Aumento parcheggi a pagamento, l’assessore Napolitano spiega i motivi

L'esponente della giunta Bacci, che si occupa di mobilità, illustra i perché del probabile incremento degli spazi blu di sosta. «Non è solo questione ambientale»

Cinzia Napolitano
L'assessore all'ambiente Cinzia Napolitano

JESI – Favorire il trasporto pubblico. Ma non solo. L‘assessore all’ambiente, Cinzia Napolitano spiega i motivi del probabile incremento dei parcheggi a pagamento in città. (leggi l’articolo) L’opposizione è già insorta contro il provvedimento (leggi qui e qui), votato dall’amministrazione sottoforma di atto di indirizzo.

«L’esigenza di istituire parcheggi a pagamento in determinate zone deriva da vari aspetti – spiega l’assessore Napolitano -. Innanzitutto, la necessità di regolamentare le aree di sosta e i relativi stalli, che se non inquadrati in un sistema soggetto a tariffazione, diventano terra di nessuno con la conseguenza di auto lasciate in sosta per giorni o per mesi, impedendo così agli utenti di trovare parcheggio. Secondo la legge infatti se il posteggio non è regolamentato per la polizia locale è molto difficile emettere sanzioni e rimuovere il veicolo. Purtroppo tale fattispecie si verifica ovunque, e in particolare dove invece esiste la concreta necessità di avere dei posti per la sosta a disposizione dei cittadini».

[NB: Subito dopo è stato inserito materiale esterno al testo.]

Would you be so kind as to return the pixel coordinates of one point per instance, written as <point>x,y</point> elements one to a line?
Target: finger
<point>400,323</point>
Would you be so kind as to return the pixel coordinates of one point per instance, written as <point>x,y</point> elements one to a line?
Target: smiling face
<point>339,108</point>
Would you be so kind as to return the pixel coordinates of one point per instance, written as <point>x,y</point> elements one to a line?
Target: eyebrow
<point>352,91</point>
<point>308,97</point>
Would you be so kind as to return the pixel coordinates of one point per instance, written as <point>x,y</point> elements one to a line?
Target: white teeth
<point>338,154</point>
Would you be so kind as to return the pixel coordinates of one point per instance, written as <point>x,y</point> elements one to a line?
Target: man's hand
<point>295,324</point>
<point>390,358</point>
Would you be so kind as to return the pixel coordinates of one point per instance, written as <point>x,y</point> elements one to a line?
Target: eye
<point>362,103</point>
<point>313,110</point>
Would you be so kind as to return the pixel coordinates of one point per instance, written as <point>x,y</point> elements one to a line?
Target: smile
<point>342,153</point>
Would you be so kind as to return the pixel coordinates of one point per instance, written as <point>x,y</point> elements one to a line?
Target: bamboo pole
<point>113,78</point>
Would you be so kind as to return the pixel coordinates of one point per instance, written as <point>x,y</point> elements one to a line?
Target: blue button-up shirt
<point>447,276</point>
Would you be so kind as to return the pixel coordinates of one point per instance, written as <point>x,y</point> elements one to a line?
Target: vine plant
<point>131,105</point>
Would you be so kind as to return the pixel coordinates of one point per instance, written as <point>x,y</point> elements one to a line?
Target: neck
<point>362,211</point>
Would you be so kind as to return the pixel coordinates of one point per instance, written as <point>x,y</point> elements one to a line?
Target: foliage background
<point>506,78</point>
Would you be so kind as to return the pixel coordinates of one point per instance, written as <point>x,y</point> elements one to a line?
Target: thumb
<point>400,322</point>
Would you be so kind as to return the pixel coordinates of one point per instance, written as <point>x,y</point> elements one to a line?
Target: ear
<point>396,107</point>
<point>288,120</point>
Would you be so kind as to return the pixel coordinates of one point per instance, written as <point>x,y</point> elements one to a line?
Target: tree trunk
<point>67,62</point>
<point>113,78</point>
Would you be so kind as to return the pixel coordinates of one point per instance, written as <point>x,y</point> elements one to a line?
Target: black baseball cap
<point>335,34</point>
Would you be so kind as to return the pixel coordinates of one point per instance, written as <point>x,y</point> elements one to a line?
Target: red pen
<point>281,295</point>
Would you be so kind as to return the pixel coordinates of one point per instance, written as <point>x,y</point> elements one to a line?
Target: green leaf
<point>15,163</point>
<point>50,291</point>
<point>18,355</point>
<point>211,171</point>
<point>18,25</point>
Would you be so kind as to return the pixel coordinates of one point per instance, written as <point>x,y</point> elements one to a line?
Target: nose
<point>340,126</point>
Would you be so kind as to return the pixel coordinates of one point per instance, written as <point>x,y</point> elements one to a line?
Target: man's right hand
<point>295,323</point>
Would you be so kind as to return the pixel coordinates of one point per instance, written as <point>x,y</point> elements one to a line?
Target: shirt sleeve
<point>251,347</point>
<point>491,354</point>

Non è solo questo il motivo dell’aumento degli spazi blu. «In analogia a quanto avviene in tutte le altre città, basta guardare a quelle vicine a noi (Ancona, Senigallia, Falconara, Fabriano) dove i posti sono del tutto o quasi a pagamento, anche Jesi deve adeguarsi a causa della costosa gestione del suolo pubblico, e soprattutto per impedire che questo suolo diventi ad uso privato o esclusivo (ad esempio di chi ha il garage e invece occupa parcheggi pubblici) – prosegue l’esponente di giunta -. È chiaro poi che una corretta politica di pagamento della sosta consente di limitare il traffico cittadino e favorire l’utilizzo dei mezzi pubblici. A tale proposito in contemporanea abbiamo predisposto un nuovo piano del Trasporto pubblico che prevede percorsi più semplificati che consentiranno di avere corse più frequenti. Pertanto l’introduzione di nuovi parcheggi a pagamento andrà di pari passo con la modifica del TPL (trasporto pubblico locale ndr.)».

Sono comunque previste agevolazioni, quali «permessi per i residenti, tariffe molto agevolate per i lavoratori, e le stesse tariffe della sosta saranno diversificate sulla base del tempo che si vuole sostare, agevolando la sosta breve proprio per favorire il ricambio: il tutto sarà affiancato da sistemi intelligenti che consentiranno l’uso delle nuove tecnologie anche nella ricerca del parcheggio».